By Ariba Shahid
KARACHI (Reuters) – Pakistan’s consumer inflation rate fell to its lowest in more than nine years, dropping to 2.4% year-on-year in January, the statistics bureau said on Monday.
Inflation has cooled significantly, easing from 28.3% in January 2024.
Consumer prices in January rose 0.2% from the month before, according to the Pakistan Bureau of Statistics.
The South Asian country, currently bolstered by a $7 billion facility from the International Monetary Fund (IMF) granted in September, is navigating an economic recovery. The IMF is set to review Pakistan’s progress by March, with the government and central bank expressing confidence about meeting its targets.
“Inflation is lower because of the statistical base effect, also supported by currency stability and lower food and energy prices,” said Adnan Sami Sheikh, assistant vice president of research at Pakistan Kuwait Investment Company.

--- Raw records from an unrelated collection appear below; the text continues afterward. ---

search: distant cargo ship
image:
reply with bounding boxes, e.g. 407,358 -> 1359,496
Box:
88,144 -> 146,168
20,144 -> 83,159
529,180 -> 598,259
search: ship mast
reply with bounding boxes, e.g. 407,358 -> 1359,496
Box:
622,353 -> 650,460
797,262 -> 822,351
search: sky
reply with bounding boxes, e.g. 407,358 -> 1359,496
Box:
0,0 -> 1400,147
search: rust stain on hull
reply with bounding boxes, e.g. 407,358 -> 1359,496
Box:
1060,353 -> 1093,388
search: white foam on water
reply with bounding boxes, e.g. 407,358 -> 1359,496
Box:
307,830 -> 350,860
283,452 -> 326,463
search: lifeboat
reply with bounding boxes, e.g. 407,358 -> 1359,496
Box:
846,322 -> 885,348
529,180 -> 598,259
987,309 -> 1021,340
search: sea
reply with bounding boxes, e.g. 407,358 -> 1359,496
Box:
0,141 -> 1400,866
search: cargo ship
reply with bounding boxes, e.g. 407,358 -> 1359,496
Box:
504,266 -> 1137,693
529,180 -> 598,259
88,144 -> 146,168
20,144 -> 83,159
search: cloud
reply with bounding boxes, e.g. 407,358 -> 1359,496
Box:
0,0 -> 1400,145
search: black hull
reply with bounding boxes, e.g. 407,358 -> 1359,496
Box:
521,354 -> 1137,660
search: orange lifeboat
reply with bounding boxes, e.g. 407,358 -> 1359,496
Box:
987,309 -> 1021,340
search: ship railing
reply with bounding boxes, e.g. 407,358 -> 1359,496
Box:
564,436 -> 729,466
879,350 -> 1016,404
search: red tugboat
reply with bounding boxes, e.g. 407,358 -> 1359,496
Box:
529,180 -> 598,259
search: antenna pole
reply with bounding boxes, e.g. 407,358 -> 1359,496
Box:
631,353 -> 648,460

Pakistan’s central bank cut its benchmark interest rate by 100 basis points to 12% last week, as inflation eases and growth looks set to pick up after 1,000 basis points of rate cuts over the last six months.
The State Bank of Pakistan has slashed rates from an all-time high of 22% last June, one of the most aggressive moves among central banks in emerging markets and exceeding its 625 bps of rate cuts in 2020 during the COVID-19 pandemic.
Pakistan’s consumer inflation rate fell to 4.1% in December, its lowest in more than six years, helped by favourable base effects. That was below the government’s forecast and down from a multi-decade high of around 40% in May 2023.
After the policy rate decision, central bank Governor Jameel Ahmad told a press conference that inflation would ease further in January but noted core inflation remained elevated.
He forecast full-year inflation in the year to June would average 5.5%-7.5%.